Last October, Minister for Agriculture Charlie McConalogue announced that Ireland would have 85% convergence, 25% eco schemes and 10% front-loading in the next CAP. At the time, Cullinan said that the Government wasn’t interested in supporting active farming.

The IFA had sought 75% convergence, wanted the impact of eco schemes on direct payments minimised and it made no submission on a Complementary Redistributive Income Support for Sustainability (CRISS), known as front-loading.

When asked by the Irish Farmers Journal this week ahead of the IFA’s AGM if those CAP proposals represented a defeat for the IFA, Cullinan was almost bullish.

“No, I wouldn’t. It was agreed to converge to 75% by 2027 and that’s why we were very clear in our position, that we were asking our minister to hold at 75%. Look, he held at 85% and that in itself was a challenge for us, to hold the minister at the 85%. The CRISS was one, I think, that even took our minister and his officials by surprise.

“Looking at our proposals, we realised the whole focus was changing here but there was a cohort of farmers going to be severely impacted here and that’s the livestock, the sheep and the tillage sector,” he said.

Cullinan admitted that there are winners and losers to front-loading. “It is mandatory and there’s a point in time, you know if something is going to happen then you have to accept it.

“You try and compensate it in another manner, which is by getting more national co-financing for that cohort of farmers,” he said.

He said he was disappointed that the minister didn’t include the €40m BEEP-S proposal in the CAP strategic plan going to Brussels, adding that the IFA will now be lobbying Government each year for the payment.

Value for money

When asked if he believes IFA membership is good value for money, Cullinan said he does.
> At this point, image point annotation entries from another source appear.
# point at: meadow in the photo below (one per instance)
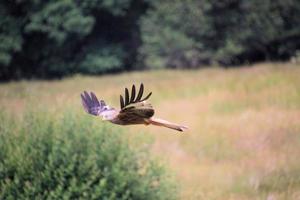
(244, 124)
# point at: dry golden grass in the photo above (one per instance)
(244, 136)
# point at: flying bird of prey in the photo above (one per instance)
(134, 109)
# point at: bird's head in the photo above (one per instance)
(108, 113)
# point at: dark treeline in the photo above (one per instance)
(47, 39)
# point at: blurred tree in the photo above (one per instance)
(193, 33)
(56, 38)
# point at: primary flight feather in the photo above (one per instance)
(134, 109)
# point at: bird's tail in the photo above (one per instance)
(161, 122)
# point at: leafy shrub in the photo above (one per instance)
(46, 157)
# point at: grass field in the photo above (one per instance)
(244, 124)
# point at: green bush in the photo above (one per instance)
(70, 157)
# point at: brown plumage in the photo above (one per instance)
(134, 109)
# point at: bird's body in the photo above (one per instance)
(134, 110)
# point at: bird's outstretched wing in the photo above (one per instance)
(135, 108)
(133, 99)
(91, 104)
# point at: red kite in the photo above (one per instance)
(134, 110)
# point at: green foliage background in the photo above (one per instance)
(69, 157)
(56, 38)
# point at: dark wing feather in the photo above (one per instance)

He said that there was a point in time when he was “the only farmer representative in Brussels on the ground, lobbying away”.

“Last week, we had a delegation in Strasbourg influencing our MEPs. We lobbied our French counterparts, our Dutch and our Danes. That’s value,” he said.

With €15m in income in 2020, Cullinan said the IFA is in a “healthy position” again.

“If we’re out there and farmers see we’re coming forward with policies, we’re fighting the fight on behalf of farmers – let it be here at home in Dublin with the national Government or in the EU. I think farmers will support our association into the future.”

Climate change

The Tipperary pig farmer believes that when it comes to climate change, farmers have to get paid for the carbon sequestered on their farms and that he is concerned about a food crisis occurring in Europe.

“The world population is still growing… we need to produce more food and where better to do that than Ireland. If we don’t we’re looking at carbon leakage,” he said.

The amount of carbon that farmers are sequestering needs to be monitored and measured and farmers need to be properly rewarded for that, he said.

Example

Giving the example of a farmer installing 30ha of solar panels, Cullinan said that that farmer is now producing food and energy.

That farmer needs to be either paid a tariff or a completely new payment outside of the CAP for producing that energy, he said.

“Governments are in tunnel vision. They’re not looking at new proposals, new ideas for farming. We’re getting all the lip service from all governments, here in Ireland, I get the same in Europe.

“We’re being told we’re part of the solution, we’re not getting the funding to back that up and I think farmers can play a huge role in all of this but we need funding around it.”

Cut emissions

The IFA president accepts farmers have to cut emissions and that farmers will work and strive to get to the minimum 22% reduction in emissions required by 2030, but that there needs to be immediate engagement with farmers.

Q&A

Has the IFA adopted a position on the Glanbia deal?

“At the end of the day, it’s not for the IFA or any farm organisation to decide a position a co-op wants to take, whether they want to continue with the plc route or decouple themselves from the plc.”

How would you vote the minister’s performance out of 10?

“There’s always more the minister could do. There were a number of issues around the CAP. Definitely the minister could have done more to support the productive sector within the CAP reform. How this minister will be measured I think – the next number of months in our sector are going to be hugely important.”

Will IFA have any issue with a possible Sinn Féin government?

“Look, the IFA’s job and my job as president, whoever is the minister or the Government of the day I will work with them. If there’s a change of Government then we’ll work with whatever Government is in power on the day and we’ll be driving our policies.”

What are your three priorities for 2022?

“Work around climate, get better returns for farmers with prices creeping up and the nitrates derogation – it’s critical for intensive sectors.”

Is the director general’s contract being renewed?

“Look I’ve a very clear policy, we don’t discuss staff issues.”